Вначале он попытался убедить себя в том, что это глупые обычаи предков и от них надо отказываться, но какой-то голос изнутри внятно сказал ему, что так он думает, потому как трусит. «Ничего подобного, — ответил Федор. — Я разумный человек, с художественным образованием, неплохо рисую давно позабытые всеми овощи...» Но голос твердил свое. Когда же Федор решил привлечь к делу общественность, написать в чугунное министерство, в газету, он услышал мелкое и пакостное хихиканье, раздававшееся откуда-то из него самого.
«А если развестись? — спросил себя Федор. — Да нет, Адуеву это только в радость... Может, из-за угла его пришибить? Тоже не годится — он же и знать не будет, кто ему дух выпустил... Надо бить морду, — горестно подвел итог Федор. — Ах, как нехорошо, как некстати! И работа пошла, и поездка намечается интересная, когда еще подвернется заказ расписывать сельские универмаги, а я тут должен заниматься бабьей дурью! И дернул меня черт залезть в этот дурацкий ящик! Что я там хотел найти... И эта! Изольда Матвеевна! Мать ее в душу! Нашла себе утеху, и тешься на здоровье! Так нет же, на тыщу страниц расписала солдафона толстозадого! Ах, как некстати...»
Собрав тетради, он отнес их на место, сложил в ящик, снова накрыл трусиками и лифчиками. Мир, в котором он жил до сих пор, уютный, ласковый, мир среди красок и овощей, вдруг в одночасье разрушился, и теперь лишь пыльные обломки лежали у ног Федора.

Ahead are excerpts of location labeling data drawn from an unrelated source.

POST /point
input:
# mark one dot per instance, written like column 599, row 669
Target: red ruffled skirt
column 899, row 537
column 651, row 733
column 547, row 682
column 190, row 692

Наверное, все-таки нельзя слишком плохо думать о Федоре и допускать, что все его переживания связаны исключительно со свалившимися хлопотами. Была у него и своя гордость, и достоинство, а в некоторых случаях и то и другое обострялось до болезненности, как и у многих людей, занимающих незначительное место в жизни. Федор был уязвлен до глубины души и плакал в кресле вовсе не из-за сорванной поездки в районный центр. Скорее всего плакал он от того, что осознал вдруг ясно и четко, что жизнь его пуста, что свою жену, когда-то до беспамятства любимую, позабыл, отодвинул в дальний чулан своей души, что не смог он ни ей, ни себе создать приличное существование на этой земле. И обида была в его душе, и униженность. Ведь, в конце концов, как бы ни был он плох, но самое безнравственное, что мог себе позволить, — это две кружки пива после работы. Иногда, правда, удавалось опрокинуть кружку и в рабочее время, но на результатах его деятельности это никак не отражалось, и поэтому никто его в этом не упрекал. А молчаливые упреки жены он чувствовал давно. Конечно, ей не нравились его задержки, не нравилось, что он так мало внимания уделяет своему туалету, совсем не посещает театров и концертных залов, а из фильмов смотрит только французские детективы, где мир залит солнцем, где люди добродушны и беззлобны и никакие печальные происшествия не лишают их способности радоваться друг другу. Будь Федор холодным и рассудочным или хотя бы терпеливым, и он без труда обнаружил бы в записях Изольды Матвеевны неточности, несовпадения, противоречия, которые, возможно, открыли бы ему истинный смысл дневника. Но бедный Федор, простая душа, читал отрывочно, выхватывая лишь строчки, которые вонзались в его сознание картинами распутными и бесстыдными.